Gleb - sein Taufname war David - war der jüngste Sohn von Wladimir I., dem Großfürsten von Russland; Olga war seine Urgroßmutter. Nach dem Tod Wladimirs bemächtigte sich sein Halbbruder Swjatopolk der Hauptstadt Kiew und ließ erst Boris, den älteren Bruder, und gleich danach Gleb umbringen. Swjatoslaw, ein weiterer Bruder, war in die Karpaten geflohen, doch starb auch er unter den Messern seiner Häscher. Von den Brüdern kam nur Jaroslaw, der in Nowgorod - dem heutigen Nischni Nowgorod residierte, mit dem Leben davon. 1019 besiegte er das Heer des Swjatopolk und jagte ihn in die Tatra, wo er schmählich umkam.

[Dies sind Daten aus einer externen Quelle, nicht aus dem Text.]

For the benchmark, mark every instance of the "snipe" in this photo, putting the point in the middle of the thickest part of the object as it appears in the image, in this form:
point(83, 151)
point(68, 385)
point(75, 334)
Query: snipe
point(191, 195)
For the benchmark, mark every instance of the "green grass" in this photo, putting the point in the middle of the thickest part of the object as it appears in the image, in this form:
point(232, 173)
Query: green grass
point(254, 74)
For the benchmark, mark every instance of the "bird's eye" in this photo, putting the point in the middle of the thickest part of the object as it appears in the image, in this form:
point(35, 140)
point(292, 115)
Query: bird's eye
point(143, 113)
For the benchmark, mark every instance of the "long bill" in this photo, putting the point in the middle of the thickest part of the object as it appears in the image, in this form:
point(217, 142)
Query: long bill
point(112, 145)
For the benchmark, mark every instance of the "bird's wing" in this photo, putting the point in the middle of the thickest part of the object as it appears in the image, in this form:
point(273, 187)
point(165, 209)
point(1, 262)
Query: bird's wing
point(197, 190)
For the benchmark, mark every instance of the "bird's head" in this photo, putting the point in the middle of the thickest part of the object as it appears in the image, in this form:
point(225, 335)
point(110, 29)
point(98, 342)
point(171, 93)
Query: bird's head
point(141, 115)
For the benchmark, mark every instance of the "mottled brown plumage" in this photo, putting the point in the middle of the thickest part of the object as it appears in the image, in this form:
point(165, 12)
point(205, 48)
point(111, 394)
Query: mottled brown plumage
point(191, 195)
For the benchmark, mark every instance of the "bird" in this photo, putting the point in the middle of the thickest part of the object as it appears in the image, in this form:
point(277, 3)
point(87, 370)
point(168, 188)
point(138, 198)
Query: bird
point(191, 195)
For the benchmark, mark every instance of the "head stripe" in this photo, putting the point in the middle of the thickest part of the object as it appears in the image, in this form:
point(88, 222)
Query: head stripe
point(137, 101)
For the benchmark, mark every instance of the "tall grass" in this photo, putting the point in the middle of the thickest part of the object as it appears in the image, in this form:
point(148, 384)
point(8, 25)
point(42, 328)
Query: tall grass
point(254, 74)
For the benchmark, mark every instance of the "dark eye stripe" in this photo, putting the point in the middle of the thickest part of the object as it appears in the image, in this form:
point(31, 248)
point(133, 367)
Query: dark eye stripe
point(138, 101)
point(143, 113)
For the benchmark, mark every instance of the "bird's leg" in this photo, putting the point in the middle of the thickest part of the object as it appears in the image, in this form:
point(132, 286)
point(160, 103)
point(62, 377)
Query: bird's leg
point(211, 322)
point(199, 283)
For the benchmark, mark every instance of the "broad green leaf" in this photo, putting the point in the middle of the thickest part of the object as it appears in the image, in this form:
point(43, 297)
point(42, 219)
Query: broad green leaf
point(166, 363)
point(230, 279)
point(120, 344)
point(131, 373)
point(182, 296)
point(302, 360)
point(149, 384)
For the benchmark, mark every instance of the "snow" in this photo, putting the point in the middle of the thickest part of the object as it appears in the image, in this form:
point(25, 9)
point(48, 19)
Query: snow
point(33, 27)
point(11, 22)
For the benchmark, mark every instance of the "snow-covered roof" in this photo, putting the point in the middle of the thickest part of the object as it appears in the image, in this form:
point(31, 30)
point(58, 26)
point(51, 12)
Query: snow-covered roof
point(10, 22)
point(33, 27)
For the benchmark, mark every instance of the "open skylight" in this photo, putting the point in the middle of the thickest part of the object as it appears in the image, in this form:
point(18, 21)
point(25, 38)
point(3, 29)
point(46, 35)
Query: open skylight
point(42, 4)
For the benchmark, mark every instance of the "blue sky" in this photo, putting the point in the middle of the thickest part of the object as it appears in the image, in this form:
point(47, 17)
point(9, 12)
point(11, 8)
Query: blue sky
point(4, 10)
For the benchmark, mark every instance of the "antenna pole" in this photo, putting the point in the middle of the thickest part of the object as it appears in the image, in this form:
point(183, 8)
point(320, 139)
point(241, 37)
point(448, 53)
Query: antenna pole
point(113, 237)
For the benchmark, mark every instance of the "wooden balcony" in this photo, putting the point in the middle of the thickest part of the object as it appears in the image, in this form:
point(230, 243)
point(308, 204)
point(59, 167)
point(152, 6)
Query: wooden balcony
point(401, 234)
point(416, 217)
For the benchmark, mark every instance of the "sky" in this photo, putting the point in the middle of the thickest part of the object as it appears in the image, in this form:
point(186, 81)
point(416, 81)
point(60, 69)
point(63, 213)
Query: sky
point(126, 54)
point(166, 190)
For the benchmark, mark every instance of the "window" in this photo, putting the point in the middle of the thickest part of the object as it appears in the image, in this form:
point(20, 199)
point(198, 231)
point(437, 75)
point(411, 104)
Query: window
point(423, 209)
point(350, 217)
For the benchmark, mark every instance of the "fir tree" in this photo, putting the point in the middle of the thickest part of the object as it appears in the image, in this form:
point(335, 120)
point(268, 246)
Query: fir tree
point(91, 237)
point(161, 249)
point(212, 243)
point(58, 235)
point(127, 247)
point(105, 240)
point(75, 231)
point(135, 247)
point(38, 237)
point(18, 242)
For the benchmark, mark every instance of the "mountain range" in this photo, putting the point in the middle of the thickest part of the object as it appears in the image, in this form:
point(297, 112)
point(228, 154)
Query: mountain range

Jaroslaw, später der Weise genannt, hatte somit die Ermordung seiner Brüder gerächt.

1072 wurden Glebs und Boris' Gebeine am 2. Mai in die soeben geweihte Boris- und Gleb-Kirche in Wyschgorod / Vyshhorod bei Kiew überführt, eine erneute Translation fand 1115 statt. Bis heute werden in Russland Kirchen und Klöster nach Boris und Gleb benannt, die Stadt Borissoglebsk bei Woronesch am Don erhielt ihren Namen nach ihnen.

Kanonisation: Gleb wurde zusammen mit Boris vermutlich 1071 / 1072 heiliggesprochen, als ihre Gebeine am 2. Mai in die soeben geweihte Boris- und Gleb-Kirche in Wyschgorod / Vyshhorod bei Kiew überführt wurden. Sie sind die ersten Heiligen der russischen Kirche.
1724 bestätigte Papst Benedikt XIII. den Kult auch für die katholische Kirche.